Tuncer, saltanatın kaldırılması Mustafa Kemal’in girişimiyle gerçekleştirildiğini vurgulayarak, “Yakın arkadaşları Rauf Orbay ve Kazım Karabekir saltanatlığın lağvedilmesine karşıydı. Cumhuriyetin ilanı, tamamen Mustafa Kemal’in eseridir. Bunları uygulayanlar arkadaşlarıdır ama nasıl yapılacağı talimatını veren Mustafa Kemal’dir. Arkadaşları bu devrimleri gerçekleştirecek bilgi ve kültüre sahip değildi. Atatürk’ü küçültmek için ‘Atatürk ve silah arkadaşları’ ifadesi oluşturuldu. Bu yanlış bir ifadedir. Mustafa Kemal, devrimde yanlız kalmıştır” ifadelerini kullandı. Musatafa Kemal Atatürk’ün cumhuriyetin kurması amacını; “Atatürk, Türk ulusunun sanayi devrimini kaçırması nedeniyle Avrupa ile arasında açılan farkı, cumhuriyet sayesinde kazandığı modern yurttaşlık haklarıyla kapatmasını hedefliyordu. Bu nedenle Harf Devrimi, Kıyafet Devrimi gibi devrimler hızla gerçekleştirildi. Şu anda ise siyaseten verilen tavizler, devrimin kazanımlarını yok edecek seviyeye geldi. 100 yıl sonra bu manzarayla mı karşı karşıya mı kalacaktık?” dedi.

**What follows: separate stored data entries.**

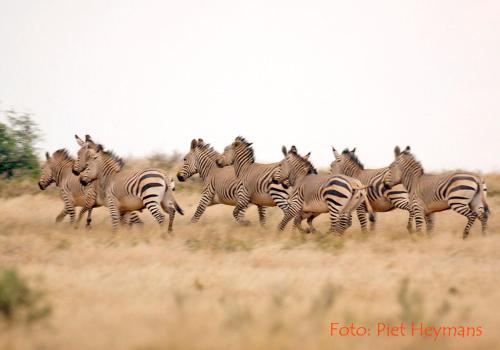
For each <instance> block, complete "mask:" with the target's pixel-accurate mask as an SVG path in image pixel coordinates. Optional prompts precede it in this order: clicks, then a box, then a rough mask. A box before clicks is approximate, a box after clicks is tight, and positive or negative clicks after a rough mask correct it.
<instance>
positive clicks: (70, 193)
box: [38, 149, 141, 227]
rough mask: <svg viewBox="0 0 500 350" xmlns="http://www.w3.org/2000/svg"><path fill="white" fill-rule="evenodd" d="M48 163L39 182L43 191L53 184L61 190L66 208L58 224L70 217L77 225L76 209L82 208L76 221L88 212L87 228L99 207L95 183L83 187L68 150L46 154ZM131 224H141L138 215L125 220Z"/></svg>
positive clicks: (80, 210) (62, 213) (45, 164)
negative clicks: (95, 190) (97, 198)
mask: <svg viewBox="0 0 500 350" xmlns="http://www.w3.org/2000/svg"><path fill="white" fill-rule="evenodd" d="M45 158H46V162H45V164H44V165H43V166H42V174H41V176H40V180H39V181H38V186H39V187H40V189H41V190H45V189H46V188H47V187H48V186H50V184H51V183H55V184H56V186H57V187H58V188H59V193H60V195H61V199H62V200H63V202H64V208H63V210H62V211H61V213H60V214H59V215H57V217H56V222H60V221H62V220H63V219H64V217H65V216H66V215H69V217H70V222H71V224H72V225H74V224H75V207H82V209H81V210H80V213H79V215H78V219H77V220H76V224H78V223H79V222H80V220H81V219H82V217H83V215H84V214H85V212H87V225H86V226H87V227H90V224H91V222H92V209H93V208H95V207H97V206H98V205H97V203H96V194H95V183H91V184H89V185H87V186H83V185H82V184H81V183H80V180H79V178H78V176H76V175H74V174H73V173H72V168H73V164H74V162H75V160H74V159H73V158H72V157H71V156H70V155H69V153H68V151H67V150H66V149H59V150H57V151H55V152H54V153H53V154H52V156H50V155H49V153H48V152H46V153H45ZM123 221H124V222H126V223H129V224H132V223H141V220H140V219H139V217H138V216H137V214H136V213H131V214H130V215H127V216H125V217H124V218H123Z"/></svg>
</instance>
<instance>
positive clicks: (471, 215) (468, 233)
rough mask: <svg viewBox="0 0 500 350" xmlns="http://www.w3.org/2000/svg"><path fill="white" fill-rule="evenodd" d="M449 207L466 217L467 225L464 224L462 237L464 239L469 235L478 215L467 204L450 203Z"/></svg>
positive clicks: (468, 235) (456, 211)
mask: <svg viewBox="0 0 500 350" xmlns="http://www.w3.org/2000/svg"><path fill="white" fill-rule="evenodd" d="M450 207H451V209H453V211H455V212H457V213H459V214H461V215H463V216H465V217H466V218H467V225H465V229H464V234H463V238H464V239H466V238H467V237H468V236H469V233H470V229H471V227H472V225H473V224H474V221H476V219H477V217H478V215H477V213H476V212H474V211H472V210H471V208H470V207H469V205H468V204H465V203H450Z"/></svg>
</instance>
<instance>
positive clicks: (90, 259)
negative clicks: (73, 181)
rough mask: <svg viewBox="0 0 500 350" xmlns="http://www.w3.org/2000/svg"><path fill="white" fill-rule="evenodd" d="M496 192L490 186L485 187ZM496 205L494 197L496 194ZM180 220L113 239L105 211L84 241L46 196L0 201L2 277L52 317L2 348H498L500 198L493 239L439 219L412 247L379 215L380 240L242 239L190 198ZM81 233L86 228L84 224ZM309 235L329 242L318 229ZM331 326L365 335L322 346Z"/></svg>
mask: <svg viewBox="0 0 500 350" xmlns="http://www.w3.org/2000/svg"><path fill="white" fill-rule="evenodd" d="M491 181H493V182H494V185H495V184H496V185H497V186H500V181H499V179H498V176H491V177H490V182H491ZM489 185H490V190H491V192H493V193H495V191H496V190H495V188H494V186H493V187H492V186H491V184H489ZM177 197H178V200H179V202H180V203H181V204H182V205H183V207H184V209H185V211H186V216H184V217H180V216H177V219H176V222H175V232H174V234H172V235H164V234H163V232H162V231H161V230H160V229H159V228H158V227H156V226H155V224H154V223H153V222H152V220H151V219H150V217H149V214H148V213H146V212H143V213H142V215H141V217H142V218H144V219H145V220H146V224H145V225H144V226H143V227H142V228H134V229H123V230H121V231H119V232H118V233H116V234H113V233H112V232H111V231H110V222H109V218H108V215H107V212H106V210H105V209H102V208H100V209H97V210H95V215H94V227H93V228H92V229H91V230H85V229H84V228H83V227H82V228H80V229H77V230H75V229H73V228H70V227H69V224H68V223H67V221H65V222H63V223H62V224H57V225H56V224H55V223H54V218H55V216H56V215H57V213H58V212H59V211H60V209H61V207H62V203H61V202H60V201H59V200H58V198H57V197H56V196H54V195H53V194H51V195H50V194H49V195H47V194H36V195H32V194H28V195H22V196H17V197H13V198H8V199H2V201H0V225H1V226H0V267H3V268H15V269H17V271H18V273H19V274H20V275H21V276H22V277H23V278H25V279H26V280H27V281H28V282H29V285H30V286H32V287H33V288H36V289H37V290H40V291H42V292H43V298H44V303H47V304H48V305H50V308H51V310H52V312H51V313H50V315H48V316H47V317H45V318H43V319H42V320H40V321H38V322H32V323H26V322H22V321H15V322H10V323H7V322H5V321H3V320H2V319H0V348H2V349H138V350H139V349H319V348H326V349H339V348H340V349H342V348H346V349H353V348H354V349H361V348H370V349H374V348H384V349H391V348H393V349H396V348H405V349H421V348H439V349H481V348H482V349H493V348H498V347H499V345H497V344H498V343H499V342H500V331H499V330H500V317H499V313H498V310H499V309H498V305H499V304H500V291H499V289H498V287H499V285H500V235H499V234H498V233H499V232H500V219H498V217H497V215H496V213H498V211H499V209H500V197H499V196H496V195H494V196H491V197H489V198H488V201H489V203H490V206H491V211H492V215H491V218H490V225H489V226H490V230H489V233H488V235H487V236H482V235H481V233H480V230H479V225H475V227H474V229H473V232H472V234H471V236H470V239H468V240H467V241H463V240H462V239H461V234H462V229H463V226H464V225H465V219H464V218H462V217H460V216H458V215H457V214H455V213H451V212H446V213H440V214H438V215H437V217H436V230H435V233H434V235H433V236H432V237H427V236H426V235H416V234H414V235H412V236H409V235H408V233H407V232H406V229H405V223H406V219H407V214H406V213H404V212H400V211H395V212H391V213H386V214H379V216H378V219H379V221H378V229H377V230H376V232H370V233H368V234H363V233H362V232H360V231H359V229H358V223H357V221H356V220H354V224H353V228H351V229H350V230H349V231H347V233H346V234H345V237H344V238H337V237H334V236H332V235H326V234H325V235H322V234H310V235H302V234H299V233H295V232H292V231H291V230H289V229H288V230H287V231H286V232H284V233H276V231H275V225H276V223H277V222H278V220H279V219H280V216H281V214H280V212H279V209H276V208H272V209H269V210H268V213H269V214H270V220H269V225H268V228H266V229H262V228H260V227H258V225H257V216H256V209H255V208H254V207H251V208H249V210H248V211H247V214H248V218H249V219H250V220H252V222H253V224H252V225H251V226H249V227H239V226H237V225H236V224H235V223H234V222H233V220H232V217H231V208H229V207H223V206H215V207H210V208H208V209H207V211H206V213H205V216H204V217H203V218H202V220H201V222H200V223H199V224H197V225H190V224H189V223H188V222H189V218H190V217H191V215H192V214H193V212H194V209H195V208H196V204H197V201H198V199H199V195H198V194H197V193H196V192H192V193H191V192H189V193H188V192H186V191H184V192H183V191H178V192H177ZM82 226H83V225H82ZM317 226H318V228H320V229H321V230H322V231H325V230H326V229H327V227H328V222H327V218H326V217H324V218H320V219H319V220H318V224H317ZM412 320H413V321H416V322H419V321H423V322H425V323H426V324H431V325H437V326H439V325H445V326H460V325H464V326H467V325H473V326H481V327H482V329H483V334H482V336H479V337H478V336H476V337H468V338H461V337H443V336H441V337H439V338H438V339H437V341H434V339H433V338H432V337H417V336H415V337H411V336H408V335H407V336H405V337H401V336H400V337H387V336H376V331H377V322H387V323H391V324H393V325H399V324H400V323H401V322H405V323H406V324H409V323H411V321H412ZM330 322H340V323H343V324H349V323H351V322H354V323H355V324H356V325H358V326H365V327H369V328H370V329H371V336H366V337H343V338H342V337H339V336H330Z"/></svg>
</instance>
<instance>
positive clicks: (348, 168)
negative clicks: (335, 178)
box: [343, 167, 363, 178]
mask: <svg viewBox="0 0 500 350" xmlns="http://www.w3.org/2000/svg"><path fill="white" fill-rule="evenodd" d="M362 171H363V170H362V169H359V168H357V167H346V168H344V171H343V174H344V175H347V176H351V177H356V178H357V177H358V176H359V174H360V173H361V172H362Z"/></svg>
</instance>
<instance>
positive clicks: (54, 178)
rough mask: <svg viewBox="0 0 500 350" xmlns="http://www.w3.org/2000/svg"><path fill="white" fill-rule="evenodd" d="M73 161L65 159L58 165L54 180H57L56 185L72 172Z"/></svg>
mask: <svg viewBox="0 0 500 350" xmlns="http://www.w3.org/2000/svg"><path fill="white" fill-rule="evenodd" d="M72 167H73V162H70V161H65V162H61V163H59V164H58V166H57V167H56V168H55V169H54V172H55V176H54V180H55V182H56V186H59V185H60V184H61V182H62V181H63V180H64V179H65V178H66V177H67V176H70V175H71V174H72Z"/></svg>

TÜRK LATİN ALFABESİNİN KABULÜ

Cumhuriyet’in kurulmasının ardından Mustafa Kemal Atatürk, Türk ulusunun “çağdaş uygarlık” seviyesine ulaşmak için sosyal ve siyesi devrimlere hız verdi. Bu kapsamda halkın okur-yazarlık seviyesini arttırmak ve Türkçe’nin daha etkin kullanımını sağlamak için Arapça alfabesi yerine Türkçe’ye uyarlanacak bir Latin alfabesine geçilmesini hedefliyor. Bu hedefle yağılan çalışmalar sonucunda TBMM’de 1 Kasım 1928’de kabul edilen yasayla Türk Latin alfabesine geçildi. Böylece, Türk ulusunun çağdaş uygarlıkların ortak alfabesiyle dilini yazması sağlanarak, çağdaş uygarlık seviyesine yükselecek en büyük devrim gerçekleşmiş oldu. Bu devrimle Türk ulusunda okur-yazarlık seviyesi hızlıca yükseldi.